The bibliography in `references.bib` is cited throughout the retrospective
and code. Canonical references:

- Bunch & Kaufman 1977 (BK pivoting)
- Duff & Reid 1983 (multifrontal method)
- Amestoy, Davis & Duff 1996 (approximate minimum degree)
- George & Liu 1981 (elimination trees)
- Davis 2006 (CHOLMOD, direct methods textbook)
- Hogg, Reid & Scott 2010 (SSIDS)
- Wächter & Biegler 2006 (IPOPT interior-point method)

## License

FERAL is MIT-licensed.

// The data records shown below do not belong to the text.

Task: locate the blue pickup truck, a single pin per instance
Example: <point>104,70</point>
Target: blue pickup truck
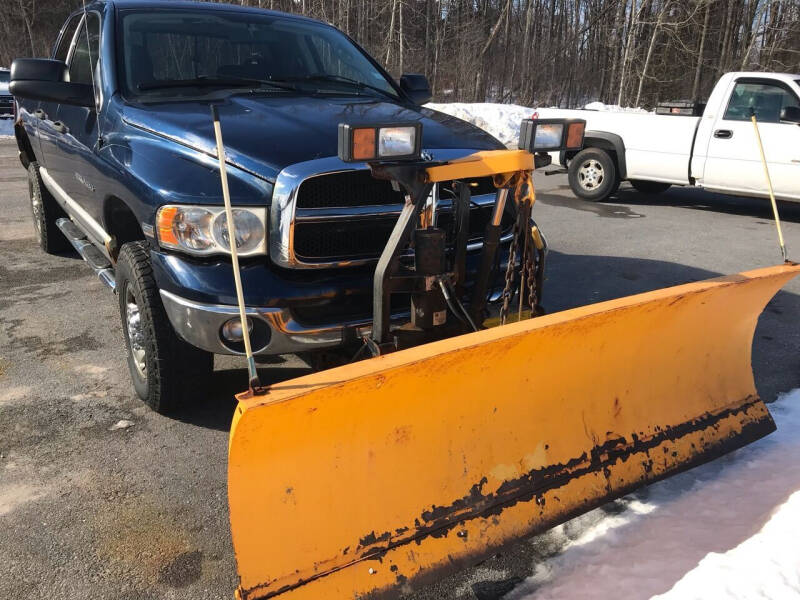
<point>116,134</point>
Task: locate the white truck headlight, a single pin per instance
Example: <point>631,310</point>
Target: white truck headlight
<point>203,230</point>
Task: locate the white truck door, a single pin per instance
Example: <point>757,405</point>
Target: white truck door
<point>733,162</point>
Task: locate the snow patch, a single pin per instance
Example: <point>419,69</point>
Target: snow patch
<point>502,120</point>
<point>728,529</point>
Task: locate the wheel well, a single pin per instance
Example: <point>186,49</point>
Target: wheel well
<point>26,155</point>
<point>612,149</point>
<point>120,222</point>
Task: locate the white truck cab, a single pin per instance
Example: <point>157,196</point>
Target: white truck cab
<point>717,151</point>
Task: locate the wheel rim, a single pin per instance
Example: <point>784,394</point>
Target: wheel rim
<point>36,206</point>
<point>591,174</point>
<point>133,322</point>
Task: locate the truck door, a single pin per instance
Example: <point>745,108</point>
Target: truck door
<point>78,168</point>
<point>733,162</point>
<point>46,113</point>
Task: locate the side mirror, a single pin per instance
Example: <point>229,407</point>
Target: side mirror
<point>416,87</point>
<point>790,114</point>
<point>45,79</point>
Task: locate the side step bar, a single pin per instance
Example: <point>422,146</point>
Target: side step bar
<point>88,251</point>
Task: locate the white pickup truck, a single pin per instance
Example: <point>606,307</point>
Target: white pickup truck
<point>717,151</point>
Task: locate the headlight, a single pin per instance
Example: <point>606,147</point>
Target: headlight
<point>203,230</point>
<point>550,135</point>
<point>372,143</point>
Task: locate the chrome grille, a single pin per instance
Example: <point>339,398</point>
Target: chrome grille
<point>326,213</point>
<point>323,234</point>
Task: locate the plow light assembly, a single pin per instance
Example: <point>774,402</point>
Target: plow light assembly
<point>387,142</point>
<point>550,135</point>
<point>203,230</point>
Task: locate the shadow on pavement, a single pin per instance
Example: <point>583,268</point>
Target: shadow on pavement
<point>698,199</point>
<point>216,411</point>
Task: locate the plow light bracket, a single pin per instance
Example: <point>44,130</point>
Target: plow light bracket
<point>551,135</point>
<point>380,142</point>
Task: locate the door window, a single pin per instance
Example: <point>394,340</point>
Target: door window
<point>765,99</point>
<point>62,50</point>
<point>86,54</point>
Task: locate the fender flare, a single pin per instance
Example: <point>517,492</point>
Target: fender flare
<point>608,141</point>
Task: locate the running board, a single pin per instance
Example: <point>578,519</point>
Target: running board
<point>88,251</point>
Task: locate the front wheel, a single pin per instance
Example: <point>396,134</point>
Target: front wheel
<point>649,187</point>
<point>593,175</point>
<point>166,371</point>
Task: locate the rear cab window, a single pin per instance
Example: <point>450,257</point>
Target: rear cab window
<point>87,51</point>
<point>764,99</point>
<point>65,41</point>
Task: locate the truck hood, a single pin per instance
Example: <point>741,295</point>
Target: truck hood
<point>263,135</point>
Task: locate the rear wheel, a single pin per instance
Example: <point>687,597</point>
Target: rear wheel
<point>593,174</point>
<point>649,187</point>
<point>45,211</point>
<point>166,371</point>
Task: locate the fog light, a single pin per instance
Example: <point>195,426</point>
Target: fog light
<point>232,329</point>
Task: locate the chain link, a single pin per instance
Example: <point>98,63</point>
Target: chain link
<point>522,237</point>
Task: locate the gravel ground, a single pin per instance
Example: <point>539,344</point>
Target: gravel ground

See [`LICENSE`](LICENSE).

Third-party attributions for code incorporated from other open-source
projects (notably the SPRAL Hungarian/MC64 scaling routines used in
`src/scaling/`) are recorded in [`NOTICE`](NOTICE), with the full
upstream license texts in [`LICENSE-THIRD-PARTY`](LICENSE-THIRD-PARTY).